RSM Australia

Simplified Transfer Pricing Record Keeping (STPRK) options for loan

Tax Insights

On 11 September 2019, the ATO released an update to Practical Compliance Guideline (“PCG”) 2017/2, in respect of Simplified Transfer Pricing Record Keeping (“STPRK”) options for lower-risk transactions.

The changes relating to the safe harbour rate on “low-level” inbound and outbound loans, and now provide for 2.33% as the maximum rate for inbound loans and the minimum rate for outbound loans.

The changes take effect in relation to the 2020 income year. As such, for 30 June balance-date entities, this change has apparently already applied since 1 July 2019. For 31 December year-ends, the change will take effect from 1 January 2020. STPRK

This represents a further reduction from the rate for the 2019 income year, which was 3.76%, with the rate for the year immediately before that being 6.45% (again as both maximum rates for inbound loans and minimum rates for inbound loans).

Low-Level Inbound Loans

By way of recap, to qualify for the STPRK option in relation to “low-level” inbound loans, an Australian taxpayer must satisfy the following criteria:

1. A combined cross-border loan balance of A$50 million or less for its Australian economic group at all times throughout the year

2. For each of its inbound loans:

  • the interest rate is no more than the following rate for each of the income years which the loan is in effect (3.76% in the 2019 income year, 2.33% in the 2020 income year)
  • the funds actually provided under the loan are AUD funds and this is reflected in the loan agreements, and
  • associated expenses are paid in AUD

3. No “sustained losses’ (i.e. no losses in the year in question as well as the two prior years)

4. No “restructure” within the year in question (i.e. no transfer of functions, assets or risks to an international related party), and

5. Compliance with the transfer pricing rules has been assessed.

Low-Level Outbound Loans

To qualify for the STPRK option in relation to “low-level” outbound loans, an Australian taxpayer must satisfy the same criteria, with the applicable interest rates as specified becoming minimum rates, rather than maximum rates.


The STPRK options are intended to reduce the compliance burden for groups which are seen to bear a low risk of transfer mispricing. The trade-off is that the qualifying for STPRK can involve meeting a bar which presents a very low-risk from an Australian perspective.

Given Australia’s status as a net capital importer, this change is anticipated to have a broader practical impact for inbound loans, than it will for outbound loans.

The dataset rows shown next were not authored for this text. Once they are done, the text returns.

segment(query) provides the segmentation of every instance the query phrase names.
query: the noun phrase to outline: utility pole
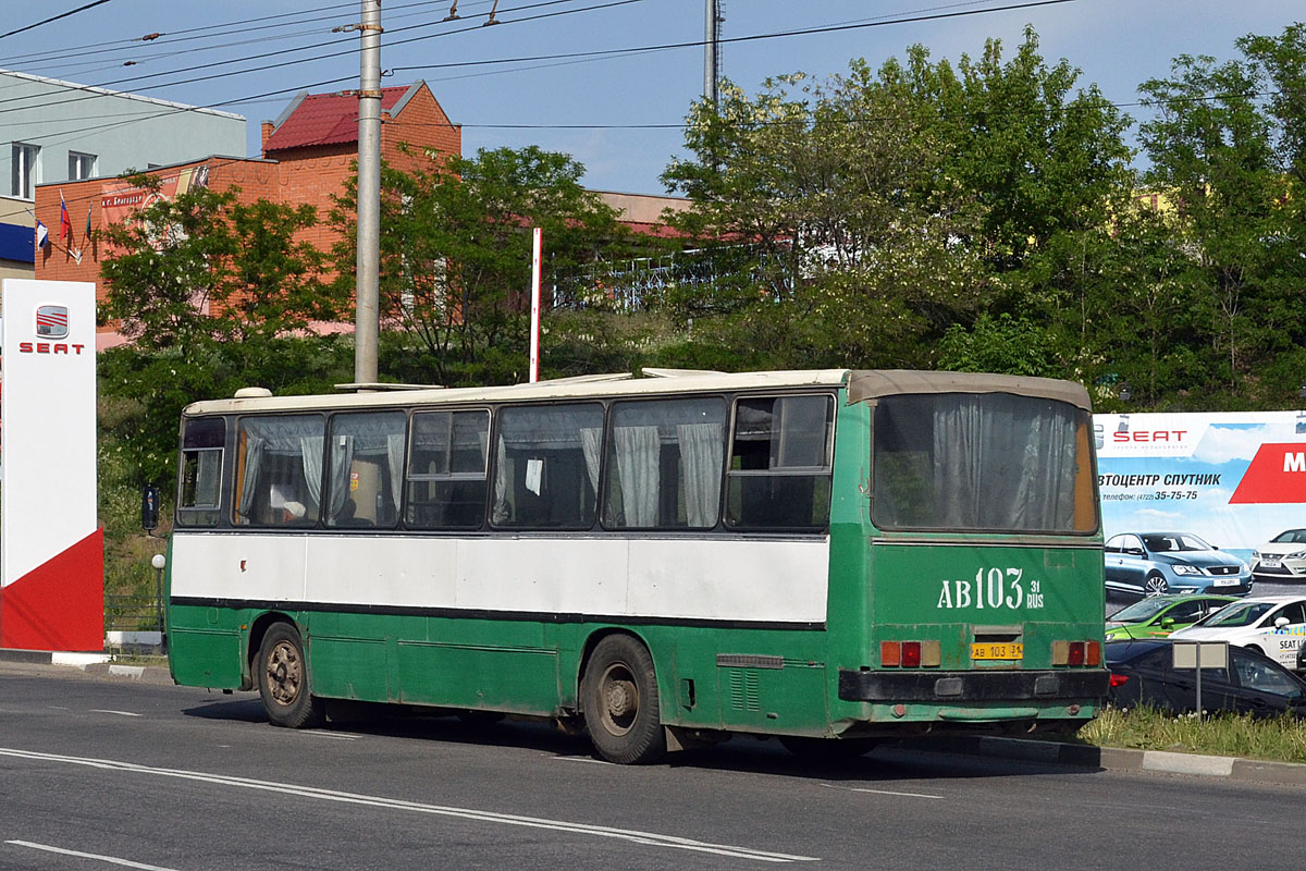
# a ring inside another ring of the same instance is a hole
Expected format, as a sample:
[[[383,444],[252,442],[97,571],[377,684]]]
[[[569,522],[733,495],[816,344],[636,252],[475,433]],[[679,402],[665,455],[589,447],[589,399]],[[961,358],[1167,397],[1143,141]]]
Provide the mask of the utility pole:
[[[717,43],[721,40],[721,0],[705,0],[707,17],[703,31],[703,99],[717,104],[717,80],[721,77],[721,59]]]
[[[354,381],[375,384],[381,330],[381,0],[360,1]]]

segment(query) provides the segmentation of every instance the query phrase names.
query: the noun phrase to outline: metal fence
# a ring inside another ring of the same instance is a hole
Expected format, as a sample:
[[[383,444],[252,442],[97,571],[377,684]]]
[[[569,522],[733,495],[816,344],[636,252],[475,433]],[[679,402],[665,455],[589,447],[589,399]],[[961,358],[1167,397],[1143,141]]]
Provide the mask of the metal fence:
[[[104,633],[110,646],[165,649],[162,597],[106,595]]]

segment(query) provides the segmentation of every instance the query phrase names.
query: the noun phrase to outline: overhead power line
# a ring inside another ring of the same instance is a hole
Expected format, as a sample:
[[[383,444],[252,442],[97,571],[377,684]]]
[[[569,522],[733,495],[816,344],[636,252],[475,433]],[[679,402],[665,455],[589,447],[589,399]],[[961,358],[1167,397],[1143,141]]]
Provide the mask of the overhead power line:
[[[24,27],[18,27],[16,30],[10,30],[9,33],[0,33],[0,39],[4,39],[5,37],[13,37],[13,35],[20,34],[20,33],[26,33],[29,30],[35,30],[37,27],[39,27],[42,25],[48,25],[51,21],[59,21],[60,18],[67,18],[69,16],[76,16],[78,12],[86,12],[88,9],[103,5],[106,3],[108,3],[108,0],[91,0],[91,3],[88,3],[85,5],[77,7],[76,9],[69,9],[68,12],[60,12],[57,16],[50,16],[48,18],[46,18],[43,21],[38,21],[37,24],[26,25]]]

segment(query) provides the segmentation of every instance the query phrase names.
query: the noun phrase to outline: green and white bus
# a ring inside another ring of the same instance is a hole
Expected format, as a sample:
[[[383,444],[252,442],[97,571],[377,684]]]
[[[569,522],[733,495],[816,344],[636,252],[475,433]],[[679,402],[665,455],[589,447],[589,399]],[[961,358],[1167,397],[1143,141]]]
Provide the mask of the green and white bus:
[[[645,371],[196,402],[180,684],[584,725],[644,763],[1094,716],[1089,401],[1047,379]]]

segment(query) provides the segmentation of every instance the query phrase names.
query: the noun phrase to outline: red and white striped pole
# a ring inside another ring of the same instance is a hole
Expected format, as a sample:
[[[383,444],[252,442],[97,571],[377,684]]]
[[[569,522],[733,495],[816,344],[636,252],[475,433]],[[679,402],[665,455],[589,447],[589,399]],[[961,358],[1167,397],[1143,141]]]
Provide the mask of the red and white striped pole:
[[[530,383],[539,380],[539,259],[545,245],[545,231],[532,231],[530,252]]]

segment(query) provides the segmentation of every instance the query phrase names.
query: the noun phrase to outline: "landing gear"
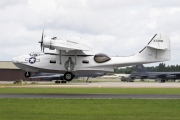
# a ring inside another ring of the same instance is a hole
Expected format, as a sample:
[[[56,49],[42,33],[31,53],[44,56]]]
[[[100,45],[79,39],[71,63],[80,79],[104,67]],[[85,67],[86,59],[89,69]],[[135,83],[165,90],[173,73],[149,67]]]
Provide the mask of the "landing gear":
[[[162,80],[161,80],[161,83],[165,83],[165,79],[162,79]]]
[[[74,78],[74,75],[71,72],[64,73],[64,80],[71,81]]]
[[[87,78],[86,83],[91,83],[91,81],[88,81],[88,80],[89,80],[89,77]]]
[[[29,77],[31,76],[31,73],[30,73],[30,72],[25,72],[25,73],[24,73],[24,76],[27,77],[27,78],[29,78]]]

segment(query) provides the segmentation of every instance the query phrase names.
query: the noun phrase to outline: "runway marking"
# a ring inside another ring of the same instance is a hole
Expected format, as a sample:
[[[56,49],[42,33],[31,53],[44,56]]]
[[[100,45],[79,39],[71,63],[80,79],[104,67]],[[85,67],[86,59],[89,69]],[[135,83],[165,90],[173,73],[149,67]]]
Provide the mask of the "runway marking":
[[[0,98],[60,99],[180,99],[176,94],[0,94]]]

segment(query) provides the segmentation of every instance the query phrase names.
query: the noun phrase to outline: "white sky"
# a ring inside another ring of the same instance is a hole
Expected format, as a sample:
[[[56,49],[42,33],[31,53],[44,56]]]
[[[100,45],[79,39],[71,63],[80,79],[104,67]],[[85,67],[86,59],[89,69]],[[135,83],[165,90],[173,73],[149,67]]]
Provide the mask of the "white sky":
[[[109,56],[135,54],[164,33],[172,46],[165,63],[180,64],[179,0],[0,0],[0,61],[40,52],[43,29],[48,36],[87,39]]]

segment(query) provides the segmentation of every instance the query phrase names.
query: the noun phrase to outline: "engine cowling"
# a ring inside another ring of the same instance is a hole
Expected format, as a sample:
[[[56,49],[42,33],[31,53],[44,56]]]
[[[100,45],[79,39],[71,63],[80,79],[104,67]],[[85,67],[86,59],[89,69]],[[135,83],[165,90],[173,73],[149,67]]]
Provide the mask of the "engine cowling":
[[[54,39],[50,38],[50,37],[45,37],[44,41],[43,41],[43,46],[45,48],[49,48],[50,50],[54,50],[55,48],[52,47],[52,44],[54,43]]]

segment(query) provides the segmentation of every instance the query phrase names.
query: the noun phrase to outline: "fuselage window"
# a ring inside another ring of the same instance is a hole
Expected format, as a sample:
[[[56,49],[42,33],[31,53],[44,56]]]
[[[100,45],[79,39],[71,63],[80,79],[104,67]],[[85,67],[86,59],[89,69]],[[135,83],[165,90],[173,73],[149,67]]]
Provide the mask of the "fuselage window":
[[[96,55],[94,56],[94,60],[95,60],[97,63],[104,63],[104,62],[107,62],[107,61],[111,60],[111,58],[108,57],[108,56],[105,55],[105,54],[99,53],[99,54],[96,54]]]
[[[83,60],[83,61],[82,61],[82,63],[86,63],[86,64],[88,64],[88,63],[89,63],[89,61],[88,61],[88,60]]]
[[[50,63],[56,63],[56,60],[50,60]]]

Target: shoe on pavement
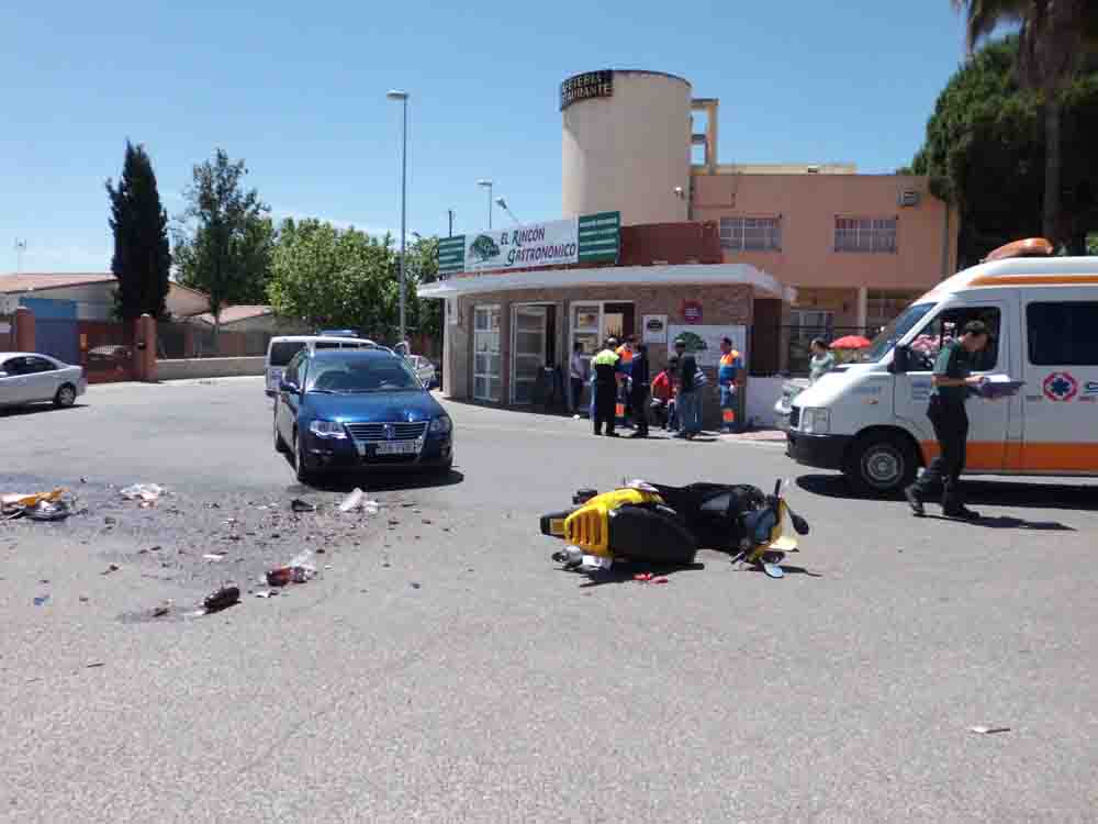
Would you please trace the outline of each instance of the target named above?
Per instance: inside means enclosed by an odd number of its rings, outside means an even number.
[[[943,509],[942,514],[945,515],[945,517],[956,517],[961,521],[979,521],[979,513],[974,512],[967,506],[955,506],[949,510]]]
[[[922,517],[927,514],[927,510],[922,508],[922,501],[919,500],[919,493],[915,487],[907,487],[904,490],[904,497],[907,499],[907,505],[911,508],[911,512],[915,513],[916,517]]]

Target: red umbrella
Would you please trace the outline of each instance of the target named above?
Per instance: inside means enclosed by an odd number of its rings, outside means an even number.
[[[844,335],[838,341],[831,342],[832,349],[864,349],[872,342],[867,337],[862,337],[861,335]]]

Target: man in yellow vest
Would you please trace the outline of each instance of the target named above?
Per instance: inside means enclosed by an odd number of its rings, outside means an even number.
[[[720,338],[720,365],[717,367],[717,383],[720,387],[720,431],[732,432],[736,427],[736,391],[743,361],[740,353],[732,348],[730,337]]]
[[[595,434],[603,434],[606,424],[606,436],[617,437],[614,431],[614,419],[617,408],[617,388],[620,379],[620,357],[614,352],[613,339],[607,341],[602,352],[591,358],[591,369],[594,372],[595,394]]]

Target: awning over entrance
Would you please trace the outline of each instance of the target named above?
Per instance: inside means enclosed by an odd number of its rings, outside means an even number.
[[[606,266],[593,269],[534,269],[503,275],[456,275],[425,283],[421,298],[462,298],[484,292],[522,289],[569,289],[585,286],[728,286],[747,283],[765,297],[788,303],[796,290],[783,287],[772,275],[748,264],[690,264],[681,266]]]

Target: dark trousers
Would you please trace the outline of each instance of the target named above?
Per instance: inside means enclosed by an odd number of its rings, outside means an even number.
[[[934,426],[939,453],[915,487],[919,495],[925,498],[931,487],[941,483],[942,509],[949,512],[964,503],[961,500],[960,478],[968,441],[968,415],[963,404],[942,403],[934,396],[927,409],[927,416]]]
[[[583,398],[583,378],[572,378],[572,410],[580,408],[580,400]]]
[[[617,412],[617,386],[614,383],[595,383],[595,434],[614,434],[614,419]]]
[[[637,424],[637,434],[647,435],[648,434],[648,385],[634,383],[630,401],[632,402],[632,415],[634,415],[634,422]]]

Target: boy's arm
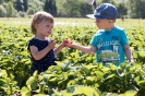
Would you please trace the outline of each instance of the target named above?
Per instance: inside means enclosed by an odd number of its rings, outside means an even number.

In this regard, the potential concern is that what may be seen as low-risk from an Australian perspective, could well be seen as high-risk from the perspective of the foreign jurisdiction of the counterparty. Will foreign revenue authorities regard an interest rate of 2.33% on interest income as sufficient? Or will they seek a rate that adheres to, or at least comes close to, the arm’s length lending rates? By way of illustration, current headline retail lending rates for small businesses tend to be at least 5%. grey_illustration_asset_64x.png

There is a retrospective element to the application of this rate, for the year ending 30 June 2020. Hopefully, the ATO will accept a practical approach for 30 June year-end groups wishing to comply with the reduced 2.33% rate in the current year.

For inbound taxpayers who are reluctant to reduce their rate to 2.33%, it is important to note that the STPRK options are not requirements that must be adhered to, and non-compliance with the STPRK options does not mean that a taxpayer’s transfer pricing position is incorrect, as the ATO confirms. It merely means that such taxpayers will need to satisfy the more detailed transfer pricing documentation requirements (particularly as set out in Subdivision 284-E of Schedule 1 to the Taxation Administration Act 1953, as overlaid by ATO guidance in Taxation Ruling TR 2014/8) – if they are to have a documented transfer pricing position.

This will typically involve a degree of benchmarking and the preparation of more fulsome documentation substantiating the rationale for the arrangements, particularly in the light of the earlier Chevron decision.